Die mit Tonband dargestellte
Seenot war spannend, aber etwas zu lang und leider auch akustisch schwer
zu verstehen. Die Darsteller brillierten dann aber mit sehr guter Aussprache
und Textsicherheit. Interessant war, dass alle Darsteller (bis auf das
Ungeheuer Caliban) von Frauen gespielt wurden - zu Shakespeare's Zeiten
übrigens undenkbar. Eine gute Wahl! Auch wenn es nicht gelang, das
viehische Monster Caliban, wie beabsichtigt, dadurch hervorzuheben. Glücklicherweise
wurden die Frauen nicht mit Bärten oder männlichen Zügen
versehen, sondern spielten ganz natürlich und dadurch überzeugend.

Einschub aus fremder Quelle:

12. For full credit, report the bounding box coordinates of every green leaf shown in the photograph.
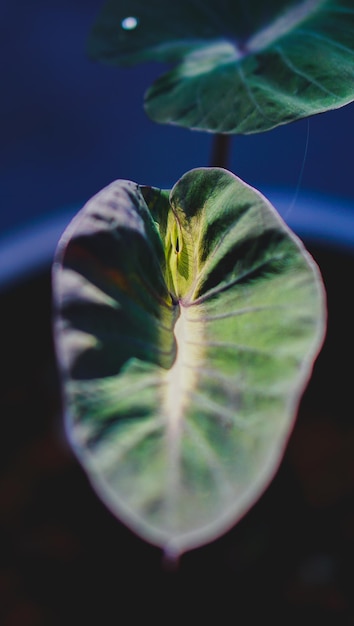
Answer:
[53,168,325,553]
[89,0,354,133]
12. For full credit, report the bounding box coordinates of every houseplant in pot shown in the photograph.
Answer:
[2,2,353,624]
[54,1,354,558]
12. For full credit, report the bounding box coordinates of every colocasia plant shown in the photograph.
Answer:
[53,0,354,556]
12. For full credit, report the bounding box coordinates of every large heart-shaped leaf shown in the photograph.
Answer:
[89,0,354,133]
[53,168,325,552]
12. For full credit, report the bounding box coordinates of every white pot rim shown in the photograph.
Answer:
[0,189,354,291]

Allen voran Astrid Seggewiß, die den Sohn des Königs von Neapel
darstellte und als solche die Tochter Prospero's ehelichen soll. Trotz
langem Haar hat man ihr die Rolle hundertprozentig abgenommen. Schön
war ihr Spiel mit den Holzbarren, die sie in Slapstick-Art ständig
fallen ließ und den Zuschauern auch mal ein Lachen entlockte, das
an diesem Abend sonst eher ausblieb. Auch Andrea Reiße als Prospero
machte einen sehr majestätischen ernsten Eindruck. Ulrike Lussem
als Ariel, der Luftgeist, spielte erfrischend sanft und munter zugleich,
und auch das Duo Elke Post und Kristina Anselm als Sebastian und Antonio
machen eine herrlich witzige Figur. Ebenso Monika Frantzen als ständig
betrunkener Stephano bringen etwas mehr Bewegung, manchmal auch zu viel,
in die doch eher textlastige Inszenierung.
Fazit:
Das Stück ist schwere Kost und einen Vorteil hat
der, der die Geschichte bereits kennt. Es fehlt etwas die Bewegung und
der nötige Pepp auf der Bühne, was dem Zuschauer viel Konzentration
abverlangt und die Geschichte nicht unbedingt verständlicher macht.
Jedoch überzeugtes und spielerisches Können aller Darsteller
rechtfertigen die Wahl des Stückes:
...
für Shakespeare-Kenner und -Liebhaber!